Sem abandonar o cunho autoritário em relação à própria população, o governante optou por abrir a economia à iniciativa internacional. Promoveu a desestatização de terras agrícolas, alocando os espaços para a criação de galpões e cooperativas focadas na fabricação de produtos de baixo valor — e péssima qualidade. Contudo, na metáfora de Xiaoping, tanto fazia qual era a espécie do “gato” (o produto), contanto que pegasse os “ratos”. E o felino chinês caçou muitas presas. “O país se tornou algo como a ‘fábrica global’. Em apenas três décadas, ele implementou as três revoluções industriais que o Ocidente demorou 250 anos para promover.

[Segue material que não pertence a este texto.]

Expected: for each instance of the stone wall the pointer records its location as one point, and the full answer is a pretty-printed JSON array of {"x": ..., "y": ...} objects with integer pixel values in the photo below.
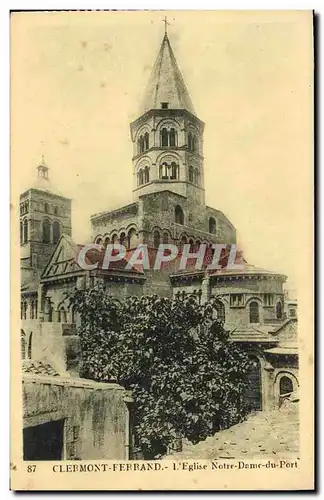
[{"x": 96, "y": 415}]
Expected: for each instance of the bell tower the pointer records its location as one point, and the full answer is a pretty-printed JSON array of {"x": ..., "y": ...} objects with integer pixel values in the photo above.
[{"x": 168, "y": 136}]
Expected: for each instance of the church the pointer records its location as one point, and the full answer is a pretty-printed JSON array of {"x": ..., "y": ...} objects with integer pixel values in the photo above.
[{"x": 167, "y": 206}]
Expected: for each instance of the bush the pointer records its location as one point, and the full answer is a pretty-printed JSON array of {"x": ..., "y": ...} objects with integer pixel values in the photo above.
[{"x": 188, "y": 379}]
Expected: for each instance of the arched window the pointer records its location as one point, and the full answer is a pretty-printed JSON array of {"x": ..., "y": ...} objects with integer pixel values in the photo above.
[
  {"x": 253, "y": 393},
  {"x": 174, "y": 170},
  {"x": 132, "y": 238},
  {"x": 25, "y": 231},
  {"x": 46, "y": 231},
  {"x": 140, "y": 177},
  {"x": 146, "y": 175},
  {"x": 156, "y": 239},
  {"x": 73, "y": 314},
  {"x": 30, "y": 345},
  {"x": 212, "y": 225},
  {"x": 173, "y": 137},
  {"x": 193, "y": 143},
  {"x": 190, "y": 141},
  {"x": 164, "y": 171},
  {"x": 220, "y": 309},
  {"x": 190, "y": 174},
  {"x": 141, "y": 144},
  {"x": 183, "y": 240},
  {"x": 32, "y": 310},
  {"x": 178, "y": 215},
  {"x": 56, "y": 231},
  {"x": 122, "y": 238},
  {"x": 254, "y": 312},
  {"x": 286, "y": 385},
  {"x": 164, "y": 137},
  {"x": 146, "y": 141},
  {"x": 23, "y": 344},
  {"x": 25, "y": 307}
]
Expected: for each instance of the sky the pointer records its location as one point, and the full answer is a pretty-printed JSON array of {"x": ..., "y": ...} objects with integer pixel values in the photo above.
[{"x": 77, "y": 80}]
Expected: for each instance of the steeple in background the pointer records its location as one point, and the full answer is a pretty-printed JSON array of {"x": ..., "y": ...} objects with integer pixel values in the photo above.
[
  {"x": 166, "y": 88},
  {"x": 168, "y": 135}
]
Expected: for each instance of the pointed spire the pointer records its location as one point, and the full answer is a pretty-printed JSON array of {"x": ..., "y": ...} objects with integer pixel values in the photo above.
[{"x": 166, "y": 88}]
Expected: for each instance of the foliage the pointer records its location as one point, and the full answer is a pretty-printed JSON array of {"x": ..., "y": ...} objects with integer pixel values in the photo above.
[{"x": 188, "y": 379}]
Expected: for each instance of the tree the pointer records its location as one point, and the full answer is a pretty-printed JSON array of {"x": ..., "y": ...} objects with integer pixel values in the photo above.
[{"x": 187, "y": 377}]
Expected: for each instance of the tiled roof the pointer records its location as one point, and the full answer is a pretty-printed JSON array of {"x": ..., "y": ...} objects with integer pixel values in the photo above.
[{"x": 38, "y": 368}]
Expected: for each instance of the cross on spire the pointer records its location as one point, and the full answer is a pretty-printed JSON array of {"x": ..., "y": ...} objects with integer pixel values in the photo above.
[{"x": 165, "y": 25}]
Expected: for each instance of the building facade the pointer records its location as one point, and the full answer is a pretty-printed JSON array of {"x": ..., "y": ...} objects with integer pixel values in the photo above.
[{"x": 168, "y": 206}]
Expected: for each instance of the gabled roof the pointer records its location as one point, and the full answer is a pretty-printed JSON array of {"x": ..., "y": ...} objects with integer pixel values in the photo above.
[
  {"x": 166, "y": 83},
  {"x": 33, "y": 367}
]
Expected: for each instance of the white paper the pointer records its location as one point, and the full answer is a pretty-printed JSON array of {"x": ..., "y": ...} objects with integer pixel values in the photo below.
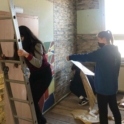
[{"x": 83, "y": 68}]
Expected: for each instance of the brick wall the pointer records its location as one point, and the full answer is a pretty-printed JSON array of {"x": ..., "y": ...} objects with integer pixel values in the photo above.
[
  {"x": 87, "y": 4},
  {"x": 65, "y": 43}
]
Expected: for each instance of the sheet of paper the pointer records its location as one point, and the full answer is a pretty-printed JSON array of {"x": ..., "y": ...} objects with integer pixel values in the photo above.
[{"x": 83, "y": 68}]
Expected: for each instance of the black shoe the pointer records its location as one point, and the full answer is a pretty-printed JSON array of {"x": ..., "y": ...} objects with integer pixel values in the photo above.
[
  {"x": 83, "y": 101},
  {"x": 43, "y": 120}
]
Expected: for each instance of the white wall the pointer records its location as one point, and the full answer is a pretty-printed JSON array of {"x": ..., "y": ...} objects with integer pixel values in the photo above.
[
  {"x": 41, "y": 8},
  {"x": 91, "y": 21}
]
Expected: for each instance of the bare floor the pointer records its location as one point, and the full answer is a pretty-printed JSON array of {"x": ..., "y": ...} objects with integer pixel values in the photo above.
[{"x": 61, "y": 113}]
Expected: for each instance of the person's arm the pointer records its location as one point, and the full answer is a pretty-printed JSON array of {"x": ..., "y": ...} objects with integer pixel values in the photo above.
[
  {"x": 88, "y": 57},
  {"x": 37, "y": 59}
]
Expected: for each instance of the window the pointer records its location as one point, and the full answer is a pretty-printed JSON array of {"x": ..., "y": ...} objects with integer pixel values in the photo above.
[{"x": 114, "y": 21}]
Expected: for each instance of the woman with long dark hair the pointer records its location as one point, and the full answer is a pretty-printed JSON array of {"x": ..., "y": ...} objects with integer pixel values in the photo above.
[{"x": 40, "y": 72}]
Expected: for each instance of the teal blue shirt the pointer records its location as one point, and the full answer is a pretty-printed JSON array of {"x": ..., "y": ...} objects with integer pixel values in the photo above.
[{"x": 108, "y": 62}]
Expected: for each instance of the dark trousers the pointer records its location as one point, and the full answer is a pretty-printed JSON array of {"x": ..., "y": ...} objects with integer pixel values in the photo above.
[
  {"x": 77, "y": 87},
  {"x": 39, "y": 82},
  {"x": 103, "y": 102}
]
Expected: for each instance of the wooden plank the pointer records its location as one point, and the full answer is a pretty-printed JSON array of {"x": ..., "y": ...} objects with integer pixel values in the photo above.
[{"x": 62, "y": 118}]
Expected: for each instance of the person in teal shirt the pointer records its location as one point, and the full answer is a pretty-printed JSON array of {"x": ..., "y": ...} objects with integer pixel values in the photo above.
[{"x": 108, "y": 60}]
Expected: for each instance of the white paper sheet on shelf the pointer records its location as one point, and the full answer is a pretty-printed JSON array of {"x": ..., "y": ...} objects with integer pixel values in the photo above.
[{"x": 85, "y": 70}]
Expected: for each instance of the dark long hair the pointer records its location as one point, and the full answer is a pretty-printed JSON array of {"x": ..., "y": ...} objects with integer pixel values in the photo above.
[
  {"x": 30, "y": 40},
  {"x": 107, "y": 35}
]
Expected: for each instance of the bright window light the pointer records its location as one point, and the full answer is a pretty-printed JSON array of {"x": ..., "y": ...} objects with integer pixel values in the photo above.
[
  {"x": 114, "y": 16},
  {"x": 120, "y": 44},
  {"x": 114, "y": 21}
]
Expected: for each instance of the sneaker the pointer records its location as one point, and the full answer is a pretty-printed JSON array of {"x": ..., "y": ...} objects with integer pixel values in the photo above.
[{"x": 83, "y": 101}]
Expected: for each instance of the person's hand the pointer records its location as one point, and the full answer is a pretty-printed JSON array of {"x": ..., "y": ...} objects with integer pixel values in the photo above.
[
  {"x": 22, "y": 52},
  {"x": 2, "y": 56},
  {"x": 67, "y": 58}
]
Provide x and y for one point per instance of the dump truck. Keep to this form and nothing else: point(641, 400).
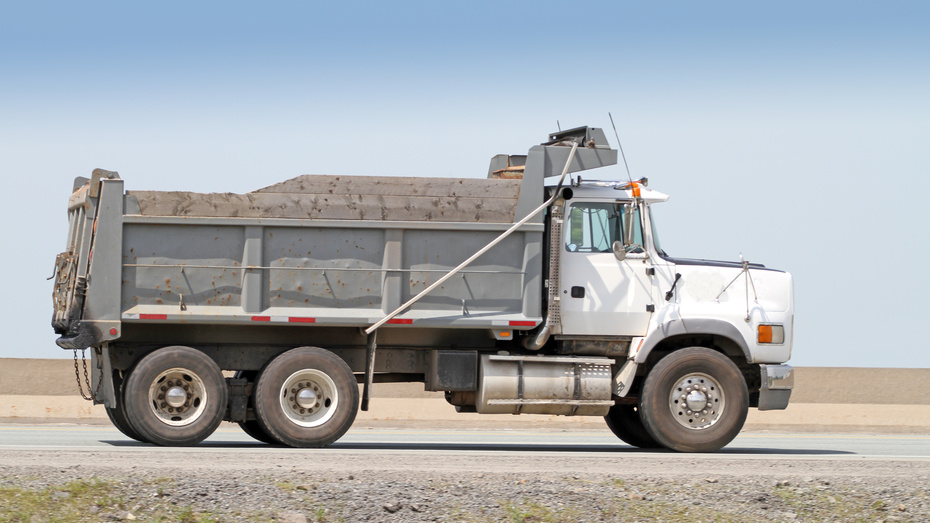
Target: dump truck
point(529, 291)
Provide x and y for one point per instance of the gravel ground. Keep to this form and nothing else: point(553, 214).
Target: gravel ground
point(803, 492)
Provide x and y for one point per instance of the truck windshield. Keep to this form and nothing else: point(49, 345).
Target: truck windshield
point(595, 226)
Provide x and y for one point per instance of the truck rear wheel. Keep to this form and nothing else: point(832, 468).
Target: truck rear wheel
point(625, 423)
point(694, 400)
point(306, 397)
point(175, 396)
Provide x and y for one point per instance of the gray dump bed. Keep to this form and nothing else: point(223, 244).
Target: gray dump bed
point(328, 250)
point(334, 250)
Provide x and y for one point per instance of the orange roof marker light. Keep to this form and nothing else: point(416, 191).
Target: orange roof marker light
point(634, 186)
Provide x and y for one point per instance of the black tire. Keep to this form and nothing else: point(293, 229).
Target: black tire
point(704, 378)
point(324, 385)
point(190, 378)
point(625, 423)
point(252, 427)
point(118, 417)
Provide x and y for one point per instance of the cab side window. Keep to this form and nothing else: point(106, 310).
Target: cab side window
point(595, 226)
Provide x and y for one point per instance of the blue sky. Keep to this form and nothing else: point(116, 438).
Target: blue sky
point(793, 132)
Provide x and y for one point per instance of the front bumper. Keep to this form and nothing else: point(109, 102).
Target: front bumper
point(777, 382)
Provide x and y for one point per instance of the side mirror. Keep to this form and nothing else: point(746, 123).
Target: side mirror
point(619, 251)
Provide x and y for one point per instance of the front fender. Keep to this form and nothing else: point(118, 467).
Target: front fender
point(691, 326)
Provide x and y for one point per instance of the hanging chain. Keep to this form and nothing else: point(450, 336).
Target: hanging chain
point(91, 393)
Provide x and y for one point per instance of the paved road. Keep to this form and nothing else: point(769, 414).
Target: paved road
point(376, 441)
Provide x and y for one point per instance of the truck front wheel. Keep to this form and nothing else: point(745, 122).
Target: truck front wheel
point(694, 400)
point(306, 397)
point(175, 396)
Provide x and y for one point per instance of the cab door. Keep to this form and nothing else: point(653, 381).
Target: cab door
point(601, 295)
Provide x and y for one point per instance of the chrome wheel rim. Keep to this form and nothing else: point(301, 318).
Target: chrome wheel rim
point(309, 398)
point(178, 397)
point(696, 401)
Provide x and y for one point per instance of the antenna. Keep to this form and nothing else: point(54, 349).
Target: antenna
point(620, 145)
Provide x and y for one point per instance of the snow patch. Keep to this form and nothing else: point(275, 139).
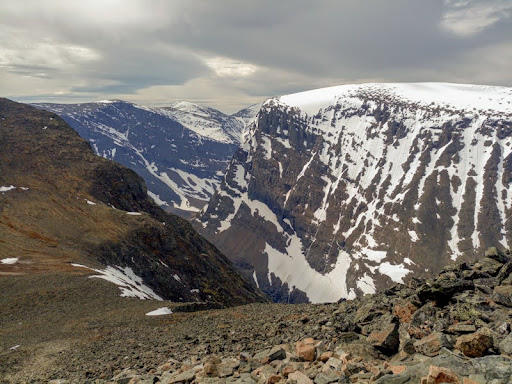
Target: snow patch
point(156, 198)
point(395, 271)
point(130, 284)
point(9, 260)
point(7, 189)
point(160, 312)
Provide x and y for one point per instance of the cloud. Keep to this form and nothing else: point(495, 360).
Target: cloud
point(225, 67)
point(469, 17)
point(230, 53)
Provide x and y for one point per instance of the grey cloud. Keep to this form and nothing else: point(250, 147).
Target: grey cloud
point(293, 44)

Hoje, está no topo, encabeçando o que se conhece como a quarta dessas revoluções”, afirmou a VEJA a economista americana (de ascendência chinesa) Linda Lim, especialista em mercados asiáticos e professora da Universidade de Michigan, nos Estados Unidos.
Qual será o próximo passo? Para um vislumbre, vale rever a foto que abre esta reportagem, da decolagem de um foguete chinês. Em 14 de agosto último, a companhia privada LinkSpace, com financiamento estatal, lançou a primeira nave chinesa com tecnologia que permite que ela seja reutilizada. Até essa data, apenas duas empresas, ambas americanas, haviam dominado tal artifício: a SpaceX, do sul-africano Elon Musk, e a Blue Origin, do americano Jeff Bezos, fundador da Amazon. Em 3 de janeiro, a China também havia se tornado a primeira nação a pousar uma sonda no lado oculto da Lua. A escalada da potência asiática rumo ao topo segue inexorável — no espaço e na Terra.